Lecture Notes: Water Treatment Process

Introduction

  • Healthy lakes and rivers naturally clean themselves like cats.
    • Utilize soil and organisms to filter out contaminants.
    • Provide clean water for irrigation, drinking, and ecosystems.
  • Pollution from humans (sewage, storm water) overwhelms natural systems.

Water Management Systems

  • Used in urban areas of developed countries to treat water waste.
  • Water from homes, businesses, and storm water travels through sewer pipes to water treatment plants.

Primary Sewage Treatment

  • Also known as Physical Sewage Treatment.
  • Large objects are physically removed to prevent pipe clogging.
  • Process:
    • Series of screens filter out large objects (sticks, rocks, rags, plastic, hair).
    • Grit (sand, gravel, coffee grounds, food waste) is removed by slowing down water flow in narrow tanks.
    • Collected grit forms sludge, which is treated.

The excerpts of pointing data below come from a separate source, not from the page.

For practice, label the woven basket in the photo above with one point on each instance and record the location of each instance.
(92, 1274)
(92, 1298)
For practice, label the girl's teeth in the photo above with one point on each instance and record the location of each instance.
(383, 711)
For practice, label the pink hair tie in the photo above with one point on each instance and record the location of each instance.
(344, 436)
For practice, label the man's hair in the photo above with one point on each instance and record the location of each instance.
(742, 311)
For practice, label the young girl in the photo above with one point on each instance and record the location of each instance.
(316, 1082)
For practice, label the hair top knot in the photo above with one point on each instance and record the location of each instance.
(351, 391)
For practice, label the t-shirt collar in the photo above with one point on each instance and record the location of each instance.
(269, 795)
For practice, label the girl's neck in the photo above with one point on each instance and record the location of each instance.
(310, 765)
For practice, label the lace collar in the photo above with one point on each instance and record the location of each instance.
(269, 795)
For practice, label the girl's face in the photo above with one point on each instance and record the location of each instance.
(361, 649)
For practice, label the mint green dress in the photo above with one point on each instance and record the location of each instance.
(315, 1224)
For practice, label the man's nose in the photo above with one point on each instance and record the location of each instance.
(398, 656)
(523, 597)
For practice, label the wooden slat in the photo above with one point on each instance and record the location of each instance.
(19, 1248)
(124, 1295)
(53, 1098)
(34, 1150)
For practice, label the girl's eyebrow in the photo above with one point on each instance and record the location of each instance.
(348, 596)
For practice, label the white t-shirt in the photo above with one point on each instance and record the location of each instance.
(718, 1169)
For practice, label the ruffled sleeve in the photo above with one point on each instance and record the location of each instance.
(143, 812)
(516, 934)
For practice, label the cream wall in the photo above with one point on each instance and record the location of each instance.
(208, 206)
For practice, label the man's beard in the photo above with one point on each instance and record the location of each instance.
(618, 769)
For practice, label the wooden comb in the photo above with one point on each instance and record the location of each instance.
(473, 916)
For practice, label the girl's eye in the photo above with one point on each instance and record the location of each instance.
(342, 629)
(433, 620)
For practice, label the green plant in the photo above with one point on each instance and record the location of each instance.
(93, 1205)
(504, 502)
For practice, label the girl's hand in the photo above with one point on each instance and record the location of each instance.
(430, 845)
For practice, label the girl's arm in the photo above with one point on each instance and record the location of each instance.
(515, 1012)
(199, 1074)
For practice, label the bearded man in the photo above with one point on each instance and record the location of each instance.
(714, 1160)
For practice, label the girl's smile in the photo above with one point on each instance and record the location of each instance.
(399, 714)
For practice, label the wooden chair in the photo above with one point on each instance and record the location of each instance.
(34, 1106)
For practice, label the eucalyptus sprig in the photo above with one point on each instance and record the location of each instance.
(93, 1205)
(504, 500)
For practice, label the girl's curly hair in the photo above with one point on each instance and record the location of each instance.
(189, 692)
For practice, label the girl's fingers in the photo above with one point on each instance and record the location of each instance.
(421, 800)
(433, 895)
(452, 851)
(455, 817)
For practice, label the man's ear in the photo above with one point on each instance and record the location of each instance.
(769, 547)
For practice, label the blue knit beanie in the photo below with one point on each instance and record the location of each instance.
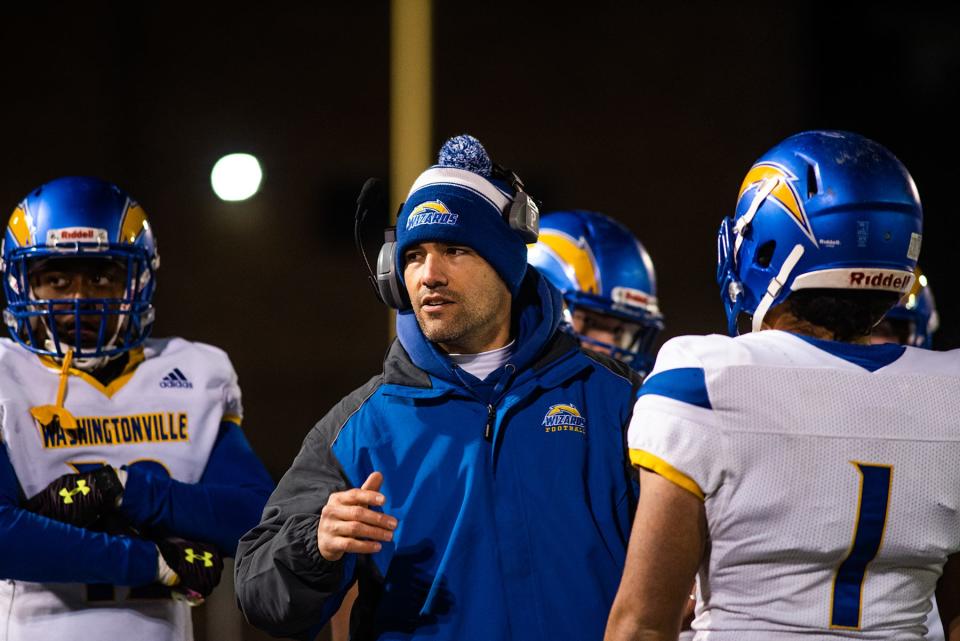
(458, 201)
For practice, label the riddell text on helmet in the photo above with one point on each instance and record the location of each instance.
(880, 280)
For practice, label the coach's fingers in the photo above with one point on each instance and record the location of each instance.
(366, 494)
(346, 545)
(357, 530)
(355, 513)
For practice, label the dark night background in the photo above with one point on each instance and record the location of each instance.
(651, 113)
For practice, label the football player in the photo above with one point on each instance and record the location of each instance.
(609, 288)
(607, 281)
(822, 467)
(124, 475)
(913, 321)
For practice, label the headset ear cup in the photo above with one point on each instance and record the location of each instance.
(524, 217)
(388, 281)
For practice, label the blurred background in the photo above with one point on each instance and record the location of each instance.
(649, 112)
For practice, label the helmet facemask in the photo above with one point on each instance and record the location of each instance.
(97, 329)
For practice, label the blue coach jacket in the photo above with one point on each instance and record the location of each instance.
(514, 496)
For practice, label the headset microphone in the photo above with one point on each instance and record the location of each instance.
(372, 197)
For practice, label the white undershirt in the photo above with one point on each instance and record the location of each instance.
(480, 365)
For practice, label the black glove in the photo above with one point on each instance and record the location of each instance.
(196, 567)
(79, 499)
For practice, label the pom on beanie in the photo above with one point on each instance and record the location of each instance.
(458, 201)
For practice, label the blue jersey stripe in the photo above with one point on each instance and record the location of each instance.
(684, 384)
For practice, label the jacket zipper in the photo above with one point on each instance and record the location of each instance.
(488, 429)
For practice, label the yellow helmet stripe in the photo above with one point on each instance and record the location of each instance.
(134, 222)
(20, 227)
(575, 254)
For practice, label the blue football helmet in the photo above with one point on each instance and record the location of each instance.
(598, 265)
(822, 209)
(918, 310)
(78, 217)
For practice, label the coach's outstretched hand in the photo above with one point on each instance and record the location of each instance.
(347, 524)
(79, 499)
(189, 567)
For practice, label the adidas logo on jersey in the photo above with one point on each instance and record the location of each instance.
(175, 379)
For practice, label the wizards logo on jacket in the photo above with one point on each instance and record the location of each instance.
(564, 417)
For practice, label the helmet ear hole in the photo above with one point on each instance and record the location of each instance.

Secondary or Biological Treatment

  • Water is aerated to increase population of aerobic bacteria.
  • Bacteria break down organic waste to carbon dioxide and sludge.
  • Activated sludge is sometimes added to boost bacteria growth.
  • Described as caretaking microbial pets.
  • Sludge is recycled or processed (dried/buried or turned into biosolids for agriculture).

Disinfection Stage

  • Removes disease-causing bacteria and viruses not addressed by prior treatments.
  • Methods:
    • Ultraviolet light prevents bacteria multiplication.
    • Chlorine or ozone treatments kill bacteria and viruses.
    • Chlorination is highly effective (kills >99% harmful bacteria).

Tertiary or Advanced Treatment

  • Applied when water is released into drinking, agricultural, or recreational water sources.
  • Techniques are expensive and not widely used.
  • Methods:
    • Biological treatments for nitrogen/phosphorus removal.
    • Physical/chemical separation (filtration, carbon absorption, distillation, reverse osmosis).

Conclusion

  • Cleaned water is released into the environment (oceans, rivers) or reused (e.g., Rubik's bath).